Le vote de cette résolution est très symbolique mais très attendu au palais Bourbon ce mardi. Il s’agit d’une résolution non contraignante invitant la France à reconnaître un Etat Palestinien.

Cette idée de deux Etats est conforme au droit international et à une résolution des Nations Unies de 1947.

Un vote positif du Parlement enverrait un signal fort aux Israéliens et aux Palestiniens de bonne volonté qui souhaitent deux Etats vivant côte à côte et dans la sécurité.

En Israël, le « camp de la paix » ne trouve plus de débouchées politiques face à un Netanyahu sous pression d’un électorat nationaliste et/ou religieux. Ce camp de la paix, composé de citoyens, d’ONG, d’universitaires, de diplomates, de politiques, de militaires et de responsables des services secrets se sent abandonné. Abandonné à l’intérieur par la gauche israélienne, abandonné à l’extérieur par les Etats-Unis et par l’Europe qui n’ont jamais pu relancer le processus de paix initié dans les années 90.

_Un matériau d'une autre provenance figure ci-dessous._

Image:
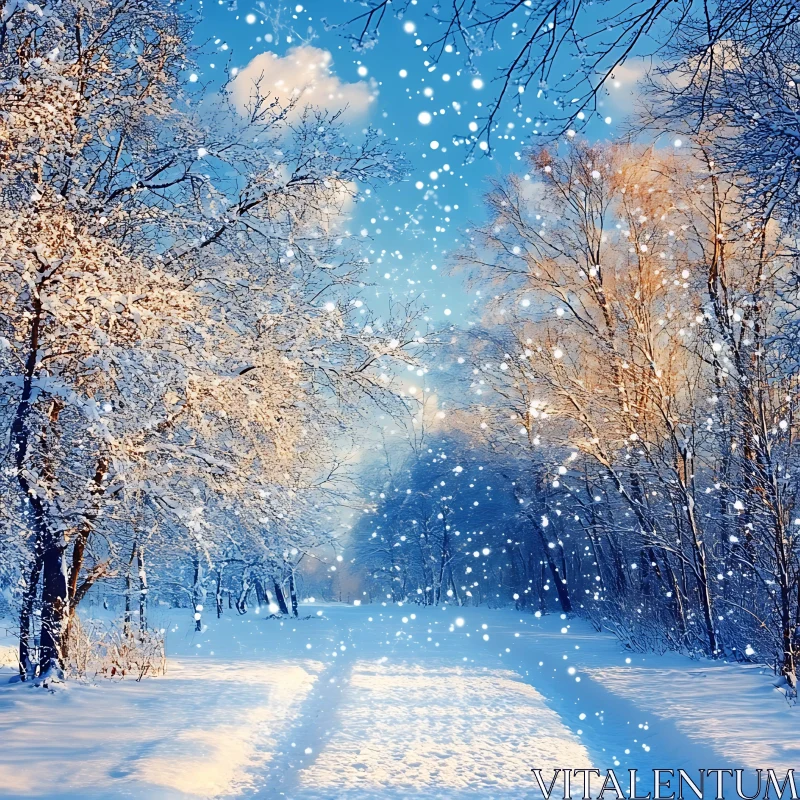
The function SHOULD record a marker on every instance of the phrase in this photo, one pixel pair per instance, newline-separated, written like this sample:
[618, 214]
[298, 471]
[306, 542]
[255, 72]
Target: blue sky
[411, 228]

Côté palestinien, il faut consolider l’autorité de Mahmoud Abbas. A cause de la colonisation, le président palestinien ne contrôle qu’un quart de la Cisjordanie, le Hamas contrôle Gaza et l’OLP est toujours sous la pression des groupes terroristes, Hamas ou Djihad islamique.

En France, les adversaires cette résolution expliquent que ce n’est pas le moment. C’est le cas de Nicolas Sarkozy, relayé au Parlement par Christian Jacob, c’est le cas aussi du député socialiste Armand Jung, président du groupe d’amitié France-Israël pour lui, « il ne faut pas jeter de l’huile sur le feu » après les attentats barbares qui ont visé des juifs à Jérusalem. Monsieur Jung craint que cette résolution ne soit contre-productive mais cette logique cela donne alors un rôle-clé aux terroristes. Tant que vous frapperez il n’y aura pas d’initiative, il n’y aura pas d’initiative politique, voilà le message subliminal.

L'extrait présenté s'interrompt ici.